From: Vlastimil Babka
Date: Thu Nov 24 2016 - 02:43:40 EST


On 11/23/2016 01:35 PM, Michal Hocko wrote:
On Wed 23-11-16 13:19:20, Vlastimil Babka wrote:
This makes some sense to me, but there might be unpleasant consequences,
e.g. due to allowing costly allocations without reserves.

I am not sure I understand. Did you mean with reserves? Anyway, my code

Yeah, with reserves/without watermarks checks. Sorry.

inspection shown that we are not really doing GFP_NOFAIL for costly
orders. This might change in the future but even if we do that then this
shouldn't add a risk of the reserves depletion, right?
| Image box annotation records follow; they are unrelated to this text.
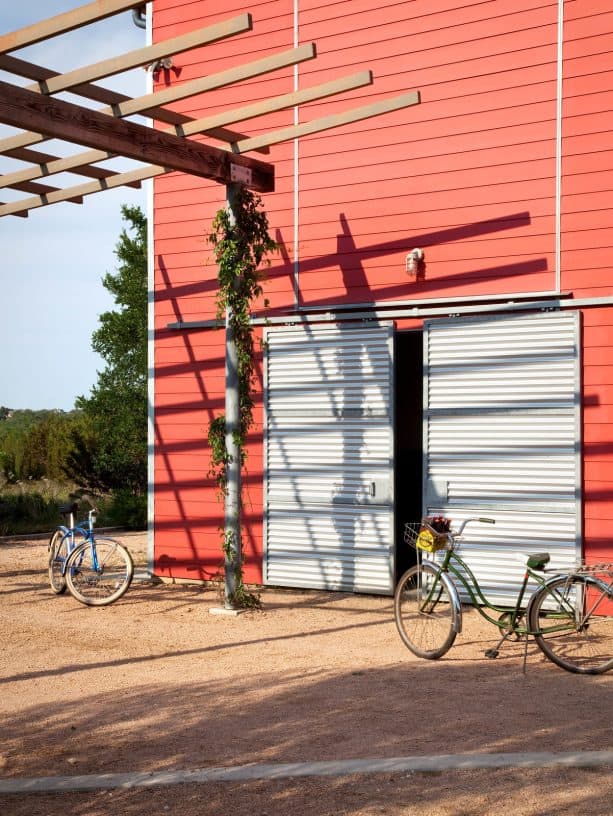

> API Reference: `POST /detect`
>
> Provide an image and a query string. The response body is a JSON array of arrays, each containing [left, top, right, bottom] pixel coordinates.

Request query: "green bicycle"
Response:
[[394, 517, 613, 674]]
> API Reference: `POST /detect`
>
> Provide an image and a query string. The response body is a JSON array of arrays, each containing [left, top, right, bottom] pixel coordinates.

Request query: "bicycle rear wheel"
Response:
[[66, 538, 134, 606], [48, 530, 70, 595], [394, 562, 457, 660], [528, 575, 613, 674]]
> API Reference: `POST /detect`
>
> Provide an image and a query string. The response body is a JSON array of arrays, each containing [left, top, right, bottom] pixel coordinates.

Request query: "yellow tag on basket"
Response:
[[415, 527, 447, 552]]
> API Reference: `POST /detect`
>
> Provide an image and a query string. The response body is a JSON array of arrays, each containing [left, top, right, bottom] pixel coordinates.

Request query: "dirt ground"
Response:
[[0, 535, 613, 816]]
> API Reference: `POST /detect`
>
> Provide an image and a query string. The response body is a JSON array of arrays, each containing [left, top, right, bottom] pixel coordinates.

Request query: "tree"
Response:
[[71, 206, 147, 496]]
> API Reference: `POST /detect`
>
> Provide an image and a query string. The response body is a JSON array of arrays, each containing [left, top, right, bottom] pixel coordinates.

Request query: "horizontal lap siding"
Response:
[[154, 0, 613, 580], [298, 0, 557, 306], [583, 308, 613, 561], [562, 0, 613, 298], [561, 0, 613, 561], [154, 0, 294, 582]]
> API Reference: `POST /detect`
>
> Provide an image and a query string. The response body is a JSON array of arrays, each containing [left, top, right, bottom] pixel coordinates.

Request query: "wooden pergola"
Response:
[[0, 0, 420, 605], [0, 0, 420, 216]]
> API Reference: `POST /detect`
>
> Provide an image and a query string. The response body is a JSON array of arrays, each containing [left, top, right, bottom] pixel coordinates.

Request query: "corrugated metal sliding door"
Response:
[[424, 312, 581, 601], [264, 323, 394, 594]]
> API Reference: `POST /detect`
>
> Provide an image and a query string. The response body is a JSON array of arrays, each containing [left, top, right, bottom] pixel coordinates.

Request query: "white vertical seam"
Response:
[[293, 0, 300, 309], [146, 4, 155, 574], [555, 0, 564, 293]]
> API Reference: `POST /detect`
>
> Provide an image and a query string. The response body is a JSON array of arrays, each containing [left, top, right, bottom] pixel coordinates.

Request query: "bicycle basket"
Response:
[[404, 521, 448, 552]]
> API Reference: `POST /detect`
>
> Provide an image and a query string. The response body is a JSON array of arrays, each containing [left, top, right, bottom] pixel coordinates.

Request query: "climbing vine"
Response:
[[208, 187, 277, 607]]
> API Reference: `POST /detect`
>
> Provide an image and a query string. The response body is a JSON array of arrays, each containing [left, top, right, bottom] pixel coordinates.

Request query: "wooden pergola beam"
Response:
[[0, 83, 419, 217], [0, 0, 145, 54], [0, 43, 310, 158], [28, 14, 253, 94], [0, 163, 163, 217], [0, 54, 270, 155], [177, 71, 373, 137], [5, 147, 141, 190], [0, 82, 274, 192], [233, 91, 420, 153]]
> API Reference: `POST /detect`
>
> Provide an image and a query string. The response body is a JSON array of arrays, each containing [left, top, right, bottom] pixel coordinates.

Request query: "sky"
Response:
[[0, 0, 147, 411]]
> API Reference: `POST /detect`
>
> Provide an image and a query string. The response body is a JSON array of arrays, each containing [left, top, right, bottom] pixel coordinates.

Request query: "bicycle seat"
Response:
[[526, 553, 550, 570], [515, 553, 550, 570]]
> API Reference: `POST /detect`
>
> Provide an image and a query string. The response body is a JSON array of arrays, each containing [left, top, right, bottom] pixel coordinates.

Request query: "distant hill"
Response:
[[0, 405, 77, 446]]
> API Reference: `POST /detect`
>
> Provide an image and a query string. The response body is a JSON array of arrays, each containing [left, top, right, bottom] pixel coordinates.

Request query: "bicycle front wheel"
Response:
[[528, 575, 613, 674], [66, 538, 134, 606], [48, 530, 70, 595], [394, 562, 457, 660]]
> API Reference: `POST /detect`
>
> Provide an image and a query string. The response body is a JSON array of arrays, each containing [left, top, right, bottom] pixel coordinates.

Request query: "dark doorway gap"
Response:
[[394, 331, 423, 582]]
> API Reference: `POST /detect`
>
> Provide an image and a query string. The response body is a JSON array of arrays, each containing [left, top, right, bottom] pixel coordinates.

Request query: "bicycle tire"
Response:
[[48, 530, 68, 595], [394, 561, 459, 660], [528, 575, 613, 674], [66, 538, 134, 606]]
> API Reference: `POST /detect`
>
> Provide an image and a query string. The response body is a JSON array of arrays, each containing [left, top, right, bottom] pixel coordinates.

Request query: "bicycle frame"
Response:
[[528, 571, 613, 634], [58, 510, 100, 576], [424, 549, 547, 635]]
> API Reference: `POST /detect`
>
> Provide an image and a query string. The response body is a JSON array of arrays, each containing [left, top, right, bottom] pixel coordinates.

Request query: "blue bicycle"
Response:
[[49, 503, 134, 606]]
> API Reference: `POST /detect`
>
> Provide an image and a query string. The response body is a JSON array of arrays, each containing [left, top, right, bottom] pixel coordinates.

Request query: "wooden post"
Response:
[[224, 184, 242, 609]]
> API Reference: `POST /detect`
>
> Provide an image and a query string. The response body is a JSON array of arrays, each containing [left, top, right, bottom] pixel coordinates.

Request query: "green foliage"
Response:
[[98, 490, 147, 530], [0, 207, 147, 534], [0, 410, 79, 483], [70, 206, 147, 496], [0, 492, 60, 535], [208, 187, 277, 491], [208, 187, 277, 608]]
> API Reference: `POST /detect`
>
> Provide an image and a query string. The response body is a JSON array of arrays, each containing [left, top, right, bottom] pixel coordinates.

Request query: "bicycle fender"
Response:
[[422, 558, 462, 635]]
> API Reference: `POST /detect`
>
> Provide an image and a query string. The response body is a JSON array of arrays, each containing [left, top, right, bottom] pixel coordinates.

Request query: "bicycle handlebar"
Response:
[[454, 516, 496, 536]]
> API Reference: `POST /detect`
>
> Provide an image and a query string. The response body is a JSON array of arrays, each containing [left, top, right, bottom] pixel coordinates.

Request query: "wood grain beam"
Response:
[[0, 43, 317, 153], [0, 54, 270, 156], [0, 164, 163, 217], [0, 0, 143, 54], [5, 147, 141, 192], [173, 71, 373, 138], [0, 82, 274, 192], [28, 14, 253, 94], [233, 91, 420, 153]]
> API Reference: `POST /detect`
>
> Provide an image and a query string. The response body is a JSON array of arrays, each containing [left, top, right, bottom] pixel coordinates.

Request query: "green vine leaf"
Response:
[[208, 187, 277, 608]]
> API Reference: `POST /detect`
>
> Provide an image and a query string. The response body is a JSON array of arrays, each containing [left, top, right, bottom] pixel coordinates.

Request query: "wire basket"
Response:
[[575, 564, 613, 581], [404, 521, 449, 553]]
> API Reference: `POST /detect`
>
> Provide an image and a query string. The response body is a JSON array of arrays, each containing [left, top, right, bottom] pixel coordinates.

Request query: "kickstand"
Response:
[[485, 632, 510, 660]]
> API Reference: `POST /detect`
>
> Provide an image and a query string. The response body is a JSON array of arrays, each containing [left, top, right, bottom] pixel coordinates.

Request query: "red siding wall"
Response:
[[154, 0, 613, 581]]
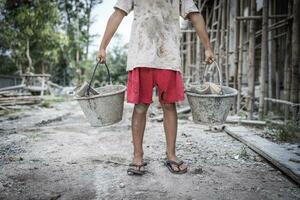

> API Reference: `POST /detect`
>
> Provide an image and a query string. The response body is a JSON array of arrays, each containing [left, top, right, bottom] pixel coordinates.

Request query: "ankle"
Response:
[[133, 152, 144, 158], [166, 151, 176, 159]]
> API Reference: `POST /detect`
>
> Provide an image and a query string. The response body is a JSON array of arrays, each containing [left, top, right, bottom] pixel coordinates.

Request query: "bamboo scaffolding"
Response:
[[258, 0, 269, 119], [247, 0, 256, 119]]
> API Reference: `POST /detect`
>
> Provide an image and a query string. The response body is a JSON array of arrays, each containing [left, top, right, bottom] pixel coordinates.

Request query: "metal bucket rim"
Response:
[[185, 86, 238, 98], [74, 85, 127, 100]]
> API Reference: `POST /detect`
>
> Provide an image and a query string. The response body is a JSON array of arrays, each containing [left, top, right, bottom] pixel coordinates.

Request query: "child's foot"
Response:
[[127, 157, 147, 175], [165, 156, 187, 174]]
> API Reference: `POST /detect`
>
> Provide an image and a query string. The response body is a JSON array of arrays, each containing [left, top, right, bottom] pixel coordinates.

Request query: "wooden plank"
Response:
[[224, 126, 300, 184], [0, 85, 25, 91]]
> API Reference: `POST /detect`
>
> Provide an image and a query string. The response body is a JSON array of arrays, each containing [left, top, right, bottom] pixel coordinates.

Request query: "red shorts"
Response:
[[127, 67, 184, 104]]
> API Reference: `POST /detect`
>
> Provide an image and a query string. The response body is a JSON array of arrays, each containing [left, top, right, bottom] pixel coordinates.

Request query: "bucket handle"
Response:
[[87, 61, 112, 95], [203, 60, 223, 86]]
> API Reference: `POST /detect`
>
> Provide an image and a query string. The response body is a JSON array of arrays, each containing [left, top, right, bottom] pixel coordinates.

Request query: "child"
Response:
[[98, 0, 214, 175]]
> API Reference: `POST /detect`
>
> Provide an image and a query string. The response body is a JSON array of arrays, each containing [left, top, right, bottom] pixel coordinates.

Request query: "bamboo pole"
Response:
[[237, 1, 244, 112], [225, 0, 230, 86], [233, 0, 240, 113], [284, 0, 292, 120], [264, 1, 276, 114], [247, 0, 256, 119], [258, 0, 269, 119], [219, 0, 227, 84], [236, 14, 289, 20], [291, 0, 300, 120]]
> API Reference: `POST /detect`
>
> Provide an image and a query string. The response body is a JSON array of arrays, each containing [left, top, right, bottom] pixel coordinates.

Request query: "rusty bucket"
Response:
[[185, 61, 237, 125], [75, 62, 126, 127]]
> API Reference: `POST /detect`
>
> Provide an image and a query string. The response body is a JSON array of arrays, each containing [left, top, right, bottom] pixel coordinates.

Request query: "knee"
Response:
[[161, 103, 176, 111], [134, 104, 149, 114]]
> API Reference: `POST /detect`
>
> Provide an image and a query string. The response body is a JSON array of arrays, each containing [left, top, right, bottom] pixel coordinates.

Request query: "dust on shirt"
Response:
[[114, 0, 199, 72]]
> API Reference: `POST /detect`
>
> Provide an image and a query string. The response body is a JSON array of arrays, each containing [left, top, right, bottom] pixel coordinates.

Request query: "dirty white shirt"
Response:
[[114, 0, 199, 72]]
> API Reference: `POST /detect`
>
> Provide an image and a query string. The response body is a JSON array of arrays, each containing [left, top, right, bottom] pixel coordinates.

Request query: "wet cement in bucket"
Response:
[[186, 86, 237, 125], [76, 85, 126, 127]]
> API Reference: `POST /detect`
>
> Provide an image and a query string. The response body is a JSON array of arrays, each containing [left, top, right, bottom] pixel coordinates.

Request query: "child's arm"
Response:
[[188, 12, 214, 64], [97, 9, 127, 63]]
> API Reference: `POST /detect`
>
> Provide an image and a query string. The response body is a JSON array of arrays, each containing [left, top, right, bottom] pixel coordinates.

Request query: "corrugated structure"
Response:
[[181, 0, 300, 120]]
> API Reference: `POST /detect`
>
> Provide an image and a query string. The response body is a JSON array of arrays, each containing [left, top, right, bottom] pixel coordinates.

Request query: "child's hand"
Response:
[[205, 49, 215, 64], [97, 49, 106, 63]]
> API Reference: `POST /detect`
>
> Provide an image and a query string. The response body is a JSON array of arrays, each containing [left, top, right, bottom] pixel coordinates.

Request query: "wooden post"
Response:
[[247, 0, 256, 119], [219, 0, 227, 84], [233, 0, 240, 113], [237, 1, 244, 112], [264, 1, 276, 114], [225, 0, 230, 86], [258, 0, 269, 119], [185, 30, 192, 78], [291, 0, 300, 120], [284, 0, 292, 120]]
Well it's true that it will be unlikely that high-order pages will exist at min watermark, but if they do, high-order page depletes more than order-0. Anyway we have the WARN_ON_ONCE on cosly nofail allocations, so at least this won't happen silently...

I guess only testing will show...

Also some comments below.
[...]
static inline struct page *
+__alloc_pages_nowmark(gfp_t gfp_mask, unsigned int order,
+ const struct alloc_context *ac)
+{
+ struct page *page;
+
+ page = get_page_from_freelist(gfp_mask, order,
+ ALLOC_NO_WATERMARKS|ALLOC_CPUSET, ac);
+ /*
+ * fallback to ignore cpuset restriction if our nodes
+ * are depleted
+ */
+ if (!page)
+ page = get_page_from_freelist(gfp_mask, order,
+ ALLOC_NO_WATERMARKS, ac);

Is this enough? Look at what __alloc_pages_slowpath() does since
e46e7b77c909 ("mm, page_alloc: recalculate the preferred zoneref if the
context can ignore memory policies").

this is a one time attempt to do the nowmark allocation. If we need to
do the recalculation then this should happen in the next round. Or am I
missing your question?

The next round no-watermarks allocation attempt in __alloc_pages_slowpath() uses different criteria than the new __alloc_pages_nowmark() callers. And it would be nicer to unify this as well, if possible.



...

- }
/* Exhausted what can be done so it's blamo time */
- if (out_of_memory(&oc) || WARN_ON_ONCE(gfp_mask & __GFP_NOFAIL)) {
+ if (out_of_memory(&oc)) {

This removes the warning, but also the check for __GFP_NOFAIL itself. Was it
what you wanted?

The point of the check was to keep looping for __GFP_NOFAIL requests
even when the OOM killer is disabled (out_of_memory returns false). We
are accomplishing that by

*did_some_progress = 1;
^^^^ this

But oom disabled means that this line is not reached?

it is true we will not have the warning but I am not really sure we care
all that much. In any case it wouldn't be all that hard to check for oom
killer disabled and warn on in the allocator slow path.

thanks for having a look!